Vgl. EuGH, Urteil vom 19. März 2019 - C-163/17 -, juris Rn. 70.

Gemessen an diesem Maßstab sind die Klägerinnen, die sich in das Kirchenasyl der Evangelischen Gemeinde Q. begeben haben, nicht flüchtig. Allein der Umstand, dass der Asylbewerber sich der Überstellung entziehen will und sich dazu in das Kirchenasyl begeben hat, reicht nicht für die Annahme, dass er flüchtig im Sinne des Art. 29 Abs. 2 Satz 2 Dublin III-VO ist, wenn das Kirchenasyl der Durchführung der Überstellung an den anderen Mitgliedstaat nicht entgegensteht.

Vgl.
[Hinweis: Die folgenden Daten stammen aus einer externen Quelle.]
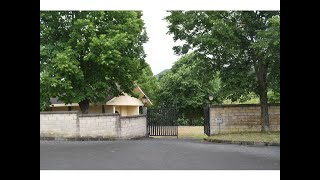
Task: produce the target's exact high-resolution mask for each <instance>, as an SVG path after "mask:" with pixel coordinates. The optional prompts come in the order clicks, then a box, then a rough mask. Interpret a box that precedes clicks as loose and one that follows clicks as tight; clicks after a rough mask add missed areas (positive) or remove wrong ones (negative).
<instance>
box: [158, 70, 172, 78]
mask: <svg viewBox="0 0 320 180" xmlns="http://www.w3.org/2000/svg"><path fill="white" fill-rule="evenodd" d="M169 71H170V69H165V70H163V71H161V72H159V73H158V74H156V75H155V77H156V78H157V79H158V80H160V79H161V78H162V77H163V76H164V75H165V74H166V73H168V72H169Z"/></svg>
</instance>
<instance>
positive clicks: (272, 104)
mask: <svg viewBox="0 0 320 180" xmlns="http://www.w3.org/2000/svg"><path fill="white" fill-rule="evenodd" d="M260 106H261V105H260V104H221V105H210V108H216V107H218V108H219V107H260ZM268 106H280V104H268Z"/></svg>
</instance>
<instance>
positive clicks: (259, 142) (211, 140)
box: [203, 138, 280, 146]
mask: <svg viewBox="0 0 320 180" xmlns="http://www.w3.org/2000/svg"><path fill="white" fill-rule="evenodd" d="M203 140H205V141H208V142H213V143H223V144H239V145H253V146H280V143H269V142H255V141H232V140H222V139H208V138H203Z"/></svg>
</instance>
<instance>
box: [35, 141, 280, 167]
mask: <svg viewBox="0 0 320 180" xmlns="http://www.w3.org/2000/svg"><path fill="white" fill-rule="evenodd" d="M111 169H113V170H140V169H144V170H149V169H153V170H280V147H275V146H256V147H254V146H245V145H231V144H214V143H209V142H206V141H202V140H194V139H193V140H191V139H144V140H131V141H129V140H120V141H78V142H77V141H40V170H111Z"/></svg>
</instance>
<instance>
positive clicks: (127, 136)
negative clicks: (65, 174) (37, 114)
mask: <svg viewBox="0 0 320 180" xmlns="http://www.w3.org/2000/svg"><path fill="white" fill-rule="evenodd" d="M146 131H147V121H146V116H145V115H138V116H127V117H120V116H119V114H109V113H103V114H102V113H100V114H78V112H76V111H66V112H52V111H51V112H41V113H40V138H41V137H51V138H106V139H109V138H120V139H128V138H137V137H144V136H146Z"/></svg>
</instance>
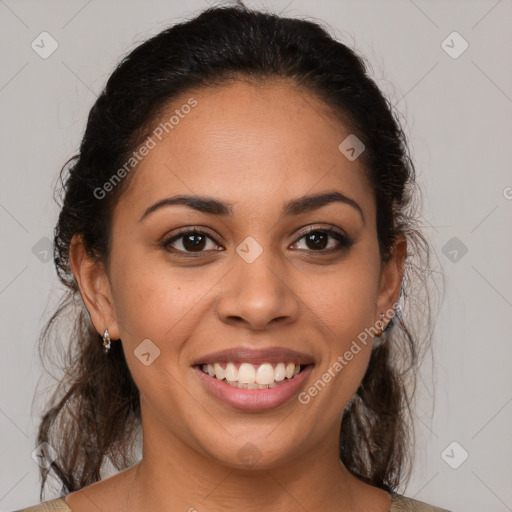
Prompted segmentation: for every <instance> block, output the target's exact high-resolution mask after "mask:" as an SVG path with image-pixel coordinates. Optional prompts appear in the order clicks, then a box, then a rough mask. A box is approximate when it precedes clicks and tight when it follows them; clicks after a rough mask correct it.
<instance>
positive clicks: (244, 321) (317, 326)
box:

OVG NRW, Beschluss vom 29. August 2019 - 11 A 2874/19.A -, juris Rn. 9.

Das Kirchenasyl steht der Durchführung der Überstellung weder in rechtlicher noch in tatsächlicher Hinsicht entgegen. Ein Sonderrecht der Kirchen, aufgrund dessen die Behörden bei Aufnahme einer Person in das Kirchenasyl gehindert wären, eine Überstellung durchzuführen und hierzu gegebenenfalls unmittelbaren Zwang anzuwenden, gibt es nicht.
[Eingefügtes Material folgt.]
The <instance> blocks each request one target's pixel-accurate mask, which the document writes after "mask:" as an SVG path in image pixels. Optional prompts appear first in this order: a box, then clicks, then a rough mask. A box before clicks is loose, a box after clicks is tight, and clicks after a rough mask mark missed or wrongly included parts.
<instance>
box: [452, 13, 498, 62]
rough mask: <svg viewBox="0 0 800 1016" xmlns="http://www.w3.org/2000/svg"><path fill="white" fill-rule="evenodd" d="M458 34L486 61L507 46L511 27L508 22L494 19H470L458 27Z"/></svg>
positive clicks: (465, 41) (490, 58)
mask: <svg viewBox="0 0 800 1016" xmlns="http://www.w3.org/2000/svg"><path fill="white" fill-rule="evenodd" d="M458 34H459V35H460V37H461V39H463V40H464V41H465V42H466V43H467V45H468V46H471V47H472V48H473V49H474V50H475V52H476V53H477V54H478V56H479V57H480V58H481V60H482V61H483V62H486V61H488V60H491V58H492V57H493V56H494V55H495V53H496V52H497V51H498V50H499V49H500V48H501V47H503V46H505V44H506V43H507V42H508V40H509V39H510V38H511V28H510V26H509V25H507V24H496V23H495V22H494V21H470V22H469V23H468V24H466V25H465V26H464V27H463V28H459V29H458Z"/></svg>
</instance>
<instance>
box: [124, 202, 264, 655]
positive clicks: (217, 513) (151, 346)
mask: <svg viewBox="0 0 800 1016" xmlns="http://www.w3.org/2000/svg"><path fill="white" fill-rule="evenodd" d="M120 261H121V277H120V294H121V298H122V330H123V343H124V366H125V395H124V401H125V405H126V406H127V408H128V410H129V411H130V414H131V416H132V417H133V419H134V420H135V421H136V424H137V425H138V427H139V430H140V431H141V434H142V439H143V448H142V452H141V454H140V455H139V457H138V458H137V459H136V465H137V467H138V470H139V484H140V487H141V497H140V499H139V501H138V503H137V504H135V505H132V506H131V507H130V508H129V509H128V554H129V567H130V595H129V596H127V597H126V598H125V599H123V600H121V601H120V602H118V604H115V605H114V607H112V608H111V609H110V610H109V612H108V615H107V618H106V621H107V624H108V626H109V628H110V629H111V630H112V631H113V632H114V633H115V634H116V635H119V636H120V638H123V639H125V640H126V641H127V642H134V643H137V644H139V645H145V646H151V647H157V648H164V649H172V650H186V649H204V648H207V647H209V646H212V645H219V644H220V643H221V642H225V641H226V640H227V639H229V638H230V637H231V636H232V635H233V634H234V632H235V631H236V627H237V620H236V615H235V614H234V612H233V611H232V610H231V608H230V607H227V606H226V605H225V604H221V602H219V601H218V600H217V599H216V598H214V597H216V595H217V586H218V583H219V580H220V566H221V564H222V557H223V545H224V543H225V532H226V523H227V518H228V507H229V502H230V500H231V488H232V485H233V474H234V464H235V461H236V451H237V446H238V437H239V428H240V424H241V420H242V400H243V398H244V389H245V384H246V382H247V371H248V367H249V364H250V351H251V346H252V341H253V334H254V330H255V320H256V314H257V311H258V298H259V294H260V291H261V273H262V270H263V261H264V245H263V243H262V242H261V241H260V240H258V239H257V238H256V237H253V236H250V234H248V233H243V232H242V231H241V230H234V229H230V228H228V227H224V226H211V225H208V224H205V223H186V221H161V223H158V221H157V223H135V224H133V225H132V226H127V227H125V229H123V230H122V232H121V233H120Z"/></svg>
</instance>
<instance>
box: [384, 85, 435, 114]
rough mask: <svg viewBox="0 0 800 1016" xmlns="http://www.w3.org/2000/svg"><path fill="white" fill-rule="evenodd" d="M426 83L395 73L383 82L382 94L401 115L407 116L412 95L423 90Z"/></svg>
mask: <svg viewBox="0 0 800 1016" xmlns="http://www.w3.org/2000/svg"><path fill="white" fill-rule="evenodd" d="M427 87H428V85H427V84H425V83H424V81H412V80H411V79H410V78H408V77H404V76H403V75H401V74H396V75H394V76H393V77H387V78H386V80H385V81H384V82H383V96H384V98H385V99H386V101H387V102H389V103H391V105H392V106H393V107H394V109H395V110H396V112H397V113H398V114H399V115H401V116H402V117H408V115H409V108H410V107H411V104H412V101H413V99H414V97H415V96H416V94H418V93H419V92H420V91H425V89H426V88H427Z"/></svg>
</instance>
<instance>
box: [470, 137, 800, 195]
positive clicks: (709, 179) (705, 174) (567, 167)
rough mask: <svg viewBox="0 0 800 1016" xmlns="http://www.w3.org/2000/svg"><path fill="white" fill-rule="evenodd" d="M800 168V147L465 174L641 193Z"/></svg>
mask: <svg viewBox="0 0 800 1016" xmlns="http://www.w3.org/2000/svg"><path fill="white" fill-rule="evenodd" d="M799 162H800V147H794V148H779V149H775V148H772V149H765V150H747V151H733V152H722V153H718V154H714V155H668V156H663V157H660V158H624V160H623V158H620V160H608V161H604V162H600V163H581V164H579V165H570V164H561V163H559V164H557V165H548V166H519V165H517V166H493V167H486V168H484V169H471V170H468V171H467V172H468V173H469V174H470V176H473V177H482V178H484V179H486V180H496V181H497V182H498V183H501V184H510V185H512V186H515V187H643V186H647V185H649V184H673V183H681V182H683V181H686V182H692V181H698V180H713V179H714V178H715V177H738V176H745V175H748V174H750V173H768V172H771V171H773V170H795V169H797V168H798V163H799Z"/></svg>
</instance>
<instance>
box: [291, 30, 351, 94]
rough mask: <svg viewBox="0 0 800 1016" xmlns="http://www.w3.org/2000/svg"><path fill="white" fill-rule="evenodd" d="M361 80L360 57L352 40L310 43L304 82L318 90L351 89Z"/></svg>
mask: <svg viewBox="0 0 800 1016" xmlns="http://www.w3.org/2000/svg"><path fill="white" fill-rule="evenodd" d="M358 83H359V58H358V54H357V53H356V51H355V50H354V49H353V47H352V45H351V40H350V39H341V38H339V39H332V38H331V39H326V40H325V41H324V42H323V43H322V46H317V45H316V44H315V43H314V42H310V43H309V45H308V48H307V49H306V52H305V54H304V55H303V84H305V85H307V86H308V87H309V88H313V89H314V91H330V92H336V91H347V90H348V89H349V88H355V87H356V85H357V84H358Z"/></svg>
Vgl. OVG Schleswig-Holstein, Beschluss vom 23. März 2018 - 1 LA 7/18 -, juris Rn. 18; OVG Lüneburg, Beschluss vom 25. Juli 2019 - 10 LA 155/19 -, juris Rn. 14.
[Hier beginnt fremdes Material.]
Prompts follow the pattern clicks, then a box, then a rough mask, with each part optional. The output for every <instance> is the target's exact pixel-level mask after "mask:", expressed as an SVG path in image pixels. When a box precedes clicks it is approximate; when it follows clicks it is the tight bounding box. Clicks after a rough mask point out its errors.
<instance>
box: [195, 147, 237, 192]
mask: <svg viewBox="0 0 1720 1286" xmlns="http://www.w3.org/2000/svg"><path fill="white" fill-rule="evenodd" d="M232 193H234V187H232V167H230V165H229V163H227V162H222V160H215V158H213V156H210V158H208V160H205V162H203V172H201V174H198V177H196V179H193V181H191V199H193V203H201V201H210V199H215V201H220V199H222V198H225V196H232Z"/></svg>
Die Beklagte war an einer Überstellung der Klägerinnen nach Kroatien auch nicht tatsächlich gehindert. Dem Bundesamt war die ladungsfähige Anschrift der Klägerinnen und somit auch der Ort, an dem er im Falle einer geplanten Überstellung anzutreffen sind, stets bekannt.

Auf den Ablauf der sechsmonatigen Überstellungsfrist können die Klägerinnen sich auch berufen.

Vgl. EuGH, Urteil vom 19. März 2019 - C-163/17 -, juris Rn. 70.

Da die Zuständigkeit der Republik Kroatien nicht gegeben und die Unzulässigkeitsentscheidung (Ziffer 1. des angefochtenen Bescheids) aufzuheben ist, kann auch die Abschiebungsanordnung in Ziffer 3. keinen Bestand haben. Gleiches gilt für die Feststellung hinsichtlich der Abschiebungsverbote (Ziffer 2.) sowie der Befristung des Einreise- und Aufenthaltsverbots (Ziffer 4.)

Da dem Hauptantrag der Klägerinnen stattgegeben wurde, war über die Hilfsanträge nicht zu entscheiden.

Die Kostenentscheidung folgt aus § 154 Abs. 1 VwGO, 83b AsylG. Die Entscheidung über die vorläufige Vollstreckbarkeit beruht auf § 167 VwGO i. V. m. §§ 708 Nr. 11, 709 Satz 2, 711 Zivilprozessordnung.